La situazione precipita: il 26 settembre ’99 avvenne una strage nel carcere di Ulucanlar (vicino Ankara), poi a Burdur (nell’ovest). Una foto terribile di quei giorni mostra un cane con in bocca il braccio di un prigioniero. A quel punto il governo inizia a costruire nuovi penitenziari, e siccome è l’Ue a finanziarli al 70%, hanno anche standard più vicini agli occidentali.
«L’isolamento in cui ci si vuole portare serve a distruggere i nostri rapporti, non è vero che le ragioni vanno ricercate in una presunta umanizzazione o nel bisogno di riportare i penitenziari sotto il controllo dello Stato».
«Nell’ottobre del 2000 abbiamo iniziato lo sciopero della fame ad oltranza, il 19 dicembre l’esercito ha fatto irruzione a Umranie. Uno dei nostri, Hamet, si è dato fuoco, poi è corso fuori in segno di resa, lo hanno abbattuto con due colpi alla testa». Il bilancio è tragico, 32 morti.
«A febbraio un altro trasferimento, nel carcere di Tekirdag. Rifiutavo il cibo e non obbedivo, ho visto morire un mio amico per le torture. Ci siamo organizzati: alcuni scelsero lo sciopero fino alla morte, altri, come me, alternarono 45 giorni di digiuno a 10 di nutrizione, per resistere più a lungo».
Halil è uscito nel luglio del 2004 e non crede al volto nuovo del governo: «Il prossimo anno approveranno una legge sulla detenzione che permette di sottrarre al periodo della pena i giorni trascorsi in ospedale. Chi solidarizzerà con gli scioperanti sarà accusabile di istigazione. Ma la Costituzione dice che se un detenuto rimane in silenzio al processo commette un reato. È questa l’umanizzazione?». La "legge sul pentimento" fatta passare come amnistia, è servita a liberare i detenuti della destra, gli integralisti e quelli che avevano abbandonato la lotta. Secondo Halil si è dimostrata un fallimento. Nel frattempo nelle nuove carceri continua l’isolamento: «Hanno anche messo delle grate sul soffitto per impedire che ci potessimo mandare biglietti da una cella all’altra».

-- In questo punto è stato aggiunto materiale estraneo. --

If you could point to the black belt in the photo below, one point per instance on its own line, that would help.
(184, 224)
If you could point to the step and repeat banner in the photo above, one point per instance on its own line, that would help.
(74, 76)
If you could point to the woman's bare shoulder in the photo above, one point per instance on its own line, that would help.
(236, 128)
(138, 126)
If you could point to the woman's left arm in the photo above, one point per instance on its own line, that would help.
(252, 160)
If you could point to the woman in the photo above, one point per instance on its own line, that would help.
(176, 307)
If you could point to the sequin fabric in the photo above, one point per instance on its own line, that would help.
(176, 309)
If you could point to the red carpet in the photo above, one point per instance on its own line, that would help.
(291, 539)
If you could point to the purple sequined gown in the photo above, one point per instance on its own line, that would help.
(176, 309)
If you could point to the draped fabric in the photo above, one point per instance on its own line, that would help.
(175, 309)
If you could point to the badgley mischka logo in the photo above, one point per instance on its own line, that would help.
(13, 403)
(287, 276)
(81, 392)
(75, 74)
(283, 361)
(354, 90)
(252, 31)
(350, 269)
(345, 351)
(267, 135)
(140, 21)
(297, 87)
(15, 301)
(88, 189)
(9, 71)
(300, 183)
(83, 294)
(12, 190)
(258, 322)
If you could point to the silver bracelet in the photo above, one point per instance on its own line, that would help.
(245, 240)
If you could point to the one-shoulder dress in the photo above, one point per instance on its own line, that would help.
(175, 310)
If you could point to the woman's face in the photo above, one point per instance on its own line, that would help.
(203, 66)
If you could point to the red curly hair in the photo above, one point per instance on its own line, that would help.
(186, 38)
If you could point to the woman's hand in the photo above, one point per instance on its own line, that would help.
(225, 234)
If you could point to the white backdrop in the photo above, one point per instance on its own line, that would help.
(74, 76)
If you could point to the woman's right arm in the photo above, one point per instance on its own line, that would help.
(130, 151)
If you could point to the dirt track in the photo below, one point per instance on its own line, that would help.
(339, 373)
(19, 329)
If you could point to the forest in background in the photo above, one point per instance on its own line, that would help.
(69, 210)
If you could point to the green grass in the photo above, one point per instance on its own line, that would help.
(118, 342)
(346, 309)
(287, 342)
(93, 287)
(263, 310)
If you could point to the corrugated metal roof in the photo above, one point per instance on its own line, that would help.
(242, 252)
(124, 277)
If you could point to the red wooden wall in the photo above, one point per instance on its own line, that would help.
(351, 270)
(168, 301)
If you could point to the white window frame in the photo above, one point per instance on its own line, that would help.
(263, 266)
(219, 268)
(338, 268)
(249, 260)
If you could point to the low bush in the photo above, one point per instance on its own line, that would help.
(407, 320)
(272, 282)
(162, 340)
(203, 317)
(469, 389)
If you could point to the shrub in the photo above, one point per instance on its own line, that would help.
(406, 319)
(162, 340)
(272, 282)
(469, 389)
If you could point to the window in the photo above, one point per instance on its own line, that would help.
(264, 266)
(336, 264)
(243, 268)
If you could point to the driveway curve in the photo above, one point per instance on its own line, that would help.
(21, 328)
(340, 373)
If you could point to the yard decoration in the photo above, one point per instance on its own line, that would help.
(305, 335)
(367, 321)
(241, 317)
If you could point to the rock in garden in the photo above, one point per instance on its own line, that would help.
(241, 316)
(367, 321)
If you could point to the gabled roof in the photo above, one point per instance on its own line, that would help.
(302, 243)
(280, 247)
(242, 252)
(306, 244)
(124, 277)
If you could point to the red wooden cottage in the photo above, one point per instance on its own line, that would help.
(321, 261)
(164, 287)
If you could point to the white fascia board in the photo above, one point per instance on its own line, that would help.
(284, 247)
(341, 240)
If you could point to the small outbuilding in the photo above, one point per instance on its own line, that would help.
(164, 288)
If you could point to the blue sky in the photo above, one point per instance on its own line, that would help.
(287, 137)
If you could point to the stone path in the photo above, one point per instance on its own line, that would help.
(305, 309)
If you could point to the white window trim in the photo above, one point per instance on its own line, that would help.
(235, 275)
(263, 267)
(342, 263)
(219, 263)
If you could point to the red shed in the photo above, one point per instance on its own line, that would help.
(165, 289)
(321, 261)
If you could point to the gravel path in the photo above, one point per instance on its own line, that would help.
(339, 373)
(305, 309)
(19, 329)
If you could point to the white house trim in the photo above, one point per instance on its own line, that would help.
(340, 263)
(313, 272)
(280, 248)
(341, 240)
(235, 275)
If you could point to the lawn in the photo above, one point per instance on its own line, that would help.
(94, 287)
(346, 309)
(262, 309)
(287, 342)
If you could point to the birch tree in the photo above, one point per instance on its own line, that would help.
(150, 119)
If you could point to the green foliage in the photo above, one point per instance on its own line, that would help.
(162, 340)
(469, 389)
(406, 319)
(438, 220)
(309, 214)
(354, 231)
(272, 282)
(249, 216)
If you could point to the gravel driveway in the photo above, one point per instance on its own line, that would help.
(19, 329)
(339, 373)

Halil adesso è libero ma sempre sotto stretto controllo: «Hanno arrestato anche il mio avvocato perché parlavo troppo spesso con lui. Non conviene girare insieme a me - dice ridendo - Berlusconi ed Erdogan sono amici e potresti passare dei guai anche tu». L’ingresso in Europa può essere un’occasione? Halil scuote la testa: «Ora no. Può solo servire a garantire il potere. Il popolo turco deve ancora fare passi in avanti, da noi non c’è mai stata una rivoluzione borghese e è impossibile impiantare un sistema dall’alto. Dobbiamo imparare a camminare con le nostre gambe, continuando a lottare. Poi si vedrà».